For Dime Bancorp, life and health insurance sales start in the branches.

Robert Mittel, senior vice president for national sales and channel manager of the New York banking company's Dime Insurance Group, says many middle-market customers are underserved and undercovered- they have little or no life or disability insurance.

The reason they often do not get enough guidance is that smaller policies do not generate big profits, Mr. Mittel said Tuesday at the Financial Convergence conference in New York. Dime, he said, found that "the branch was the answer for these customer needs."

He cited a survey by Great American Insurance Co. of Cincinnati that found that 70% of bank insurance customers want to buy face-to-face, in branches.

Dime Savings Bank of New York, the bank's $25.7 billion-asset thrift subsidiary, has 400 platform representatives licensed to sell insurance through its 127 branches in the New York City area. To be a platform rep, an employee has to get a life insurance license within six months of being hired - or else be demoted to teller.

Platform reps are the initial point of sale in Dime's three-tiered system, Mr. Mittel explained. It sells customers a few simple life products along with accounts and investment products.

"These people sell insurance 10%, 15% of the time and are not sophisticated financial planners," but the products they sell have to meet fairly sophisticated needs of core customers, he said.

Customers with more complicated financial planning guidance needs are referred to one of the Dime's 30 insurance specialists, who handle a broader selection of products. For the most complex, commercial accounts, Dime has six full-time agents who work with reps at all the branches.

Dime also requires that employees be licensed in order to get paid for referrals, Mr. Mittel said. Unlike some banks, which allow tellers to make referrals, Dime has found that the best referrals come from insurance-licensed employees, who can assess customers' insurance needs and send them to the right person, he said.

Reps should be paid "enough to make it matter" for referrals and sales, Mr. Mittel said. Banks should not put a ceiling on the amount that reps can earn from insurance sales, he said, because "if you cap incentives, you cap production."

Dime offers life, health, and disability insurance in all its branches. While it sells some auto insurance through the mail, it does not and probably will never sell property-casualty in the branches, Mr. Mittel said.

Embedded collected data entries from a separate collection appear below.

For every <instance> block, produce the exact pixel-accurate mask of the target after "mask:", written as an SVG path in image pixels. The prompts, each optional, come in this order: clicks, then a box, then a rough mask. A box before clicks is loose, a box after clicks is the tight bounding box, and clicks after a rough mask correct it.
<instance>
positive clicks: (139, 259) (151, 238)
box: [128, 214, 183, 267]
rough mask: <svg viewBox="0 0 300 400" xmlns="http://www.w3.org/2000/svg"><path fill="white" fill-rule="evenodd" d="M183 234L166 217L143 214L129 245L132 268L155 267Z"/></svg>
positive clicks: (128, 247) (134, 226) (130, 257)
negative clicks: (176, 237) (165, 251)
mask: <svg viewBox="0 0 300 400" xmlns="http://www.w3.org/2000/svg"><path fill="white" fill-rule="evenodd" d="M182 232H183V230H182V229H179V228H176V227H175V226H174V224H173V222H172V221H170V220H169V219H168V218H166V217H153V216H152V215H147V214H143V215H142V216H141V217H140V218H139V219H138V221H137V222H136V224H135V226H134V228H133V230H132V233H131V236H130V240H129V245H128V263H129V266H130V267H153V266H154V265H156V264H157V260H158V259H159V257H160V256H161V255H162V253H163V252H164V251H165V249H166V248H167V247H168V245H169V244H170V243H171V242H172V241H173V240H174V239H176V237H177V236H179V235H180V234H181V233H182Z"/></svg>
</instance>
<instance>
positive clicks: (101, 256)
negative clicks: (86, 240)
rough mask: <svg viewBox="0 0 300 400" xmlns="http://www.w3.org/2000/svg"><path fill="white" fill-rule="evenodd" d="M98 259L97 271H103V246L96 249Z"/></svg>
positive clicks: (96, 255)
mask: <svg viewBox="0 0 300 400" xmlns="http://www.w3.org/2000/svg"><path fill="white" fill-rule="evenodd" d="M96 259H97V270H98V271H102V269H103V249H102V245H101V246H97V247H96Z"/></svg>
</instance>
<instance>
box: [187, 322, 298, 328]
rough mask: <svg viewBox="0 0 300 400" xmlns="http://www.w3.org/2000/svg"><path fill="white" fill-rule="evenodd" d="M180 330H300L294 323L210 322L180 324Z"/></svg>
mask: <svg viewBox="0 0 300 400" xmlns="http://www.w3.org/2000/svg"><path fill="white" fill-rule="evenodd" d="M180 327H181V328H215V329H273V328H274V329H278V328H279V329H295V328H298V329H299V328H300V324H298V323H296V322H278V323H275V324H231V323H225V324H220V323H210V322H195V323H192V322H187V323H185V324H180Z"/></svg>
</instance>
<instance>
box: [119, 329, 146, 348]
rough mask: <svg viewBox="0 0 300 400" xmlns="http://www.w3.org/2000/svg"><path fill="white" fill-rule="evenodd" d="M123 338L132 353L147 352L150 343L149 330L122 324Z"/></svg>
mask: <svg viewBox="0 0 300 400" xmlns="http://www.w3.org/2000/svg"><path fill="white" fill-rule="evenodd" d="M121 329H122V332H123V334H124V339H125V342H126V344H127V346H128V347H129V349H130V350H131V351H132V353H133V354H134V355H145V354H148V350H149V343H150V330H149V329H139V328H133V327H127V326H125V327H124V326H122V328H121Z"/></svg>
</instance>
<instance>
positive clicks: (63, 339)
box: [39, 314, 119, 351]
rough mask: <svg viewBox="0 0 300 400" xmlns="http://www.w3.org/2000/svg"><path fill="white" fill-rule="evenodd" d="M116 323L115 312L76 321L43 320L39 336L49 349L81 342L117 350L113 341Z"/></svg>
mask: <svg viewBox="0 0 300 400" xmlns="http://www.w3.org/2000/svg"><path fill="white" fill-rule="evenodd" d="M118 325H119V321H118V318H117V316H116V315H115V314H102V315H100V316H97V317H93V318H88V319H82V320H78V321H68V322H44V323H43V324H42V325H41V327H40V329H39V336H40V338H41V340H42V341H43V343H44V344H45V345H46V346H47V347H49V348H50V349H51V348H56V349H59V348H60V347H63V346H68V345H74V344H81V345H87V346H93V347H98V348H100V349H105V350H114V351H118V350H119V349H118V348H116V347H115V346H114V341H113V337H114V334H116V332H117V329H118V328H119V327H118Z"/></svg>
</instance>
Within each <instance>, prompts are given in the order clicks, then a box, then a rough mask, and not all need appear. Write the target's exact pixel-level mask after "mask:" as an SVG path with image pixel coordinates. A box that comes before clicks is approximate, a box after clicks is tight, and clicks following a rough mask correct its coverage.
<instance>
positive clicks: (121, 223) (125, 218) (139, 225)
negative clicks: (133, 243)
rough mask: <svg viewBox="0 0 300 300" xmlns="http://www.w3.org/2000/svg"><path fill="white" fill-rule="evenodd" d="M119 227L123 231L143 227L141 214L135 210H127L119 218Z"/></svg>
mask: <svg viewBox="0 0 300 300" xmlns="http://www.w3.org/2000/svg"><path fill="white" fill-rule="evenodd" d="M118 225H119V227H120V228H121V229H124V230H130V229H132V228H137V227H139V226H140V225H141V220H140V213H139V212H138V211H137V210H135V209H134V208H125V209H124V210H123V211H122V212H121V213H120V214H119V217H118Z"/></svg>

Since the target market for these products consists of customers the bank already has, branches need to make their availability plain to see with signs and brochure displays in branches, he said.

Speaking generally about marketing, Mr. Mittel said, "Platform bankers will cross-sell to a certain degree, but you have to help them out."

Banks can also use sell insurance by direct mail and telephone, though Mr. Mittel said he avoids telemarketing almost completely, because too many customers objected.

He also advises patience.

"Product training is easy; sales training is hard," and banks cannot expect to transform their branch personnel into insurance salespeople in just a month or two, he said.